Klay Thompson’s signs of regression are subtle: a slow closeout here, an out-of-rhythm jumper there, the occasional frustrated facial expression.

The Golden State Warriors might not want to discuss it because they’re happy simply because he is back on the floor after missing more than 2 ½ years with injuries, but they know Thompson isn’t the same player he was before a torn ACL and a torn Achilles tendon. Anyone who watched the first two games of these NBA Finals could see a five-time All-Star trying to power through his sudden physical limitations.

Unable to throw into jumpers like he once could, Thompson rushed his shooting motion. On defense, he was consistently a step slow, even when matched against complementary big men instead of high-scoring wings.

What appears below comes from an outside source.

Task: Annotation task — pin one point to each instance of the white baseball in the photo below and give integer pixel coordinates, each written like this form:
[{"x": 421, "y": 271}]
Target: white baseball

Such shortcomings, once easy to overlook, are now glaring — not just because an opponent as formidable as the Celtics tends to expose a player’s flaws, but because the Warriors need the old version of Thompson back more than ever. Jordan Poole has looked overwhelmed with Boston’s physicality, and Andrew Wiggins has too much defensive responsibility to be a reliable No. 2 scoring option.

This all has placed an even heavy burden on Stephen Curry, who is responding as well as can be expected. In the third quarter of Game 2 on Sunday night, after Thompson and Poole went a combined 2-for-13 from the field (1-for-6 from 3-point range) in the first half, Curry scored 14 of his game- high 29 points to push the Warriors’ two-point lead into a 23-point cushion.

During his postgame news conference, Golden State head coach Steve Kerr went so far as to call Curry’s timely flurry “breathtaking” — an adjective that Curry might warrant more often than any other NBA player. But Curry is still human. Without proper support from Thompson, he might struggle to lift the Warriors past the Celtics.

What makes Thompson and Curry such a special backcourt duo is that they have complementary skill sets. When Thompson is curling off screens, knocking down catch-and-shoot jumpers and posting gaudy point totals with minimal dribbling, Curry becomes almost impossible to stop.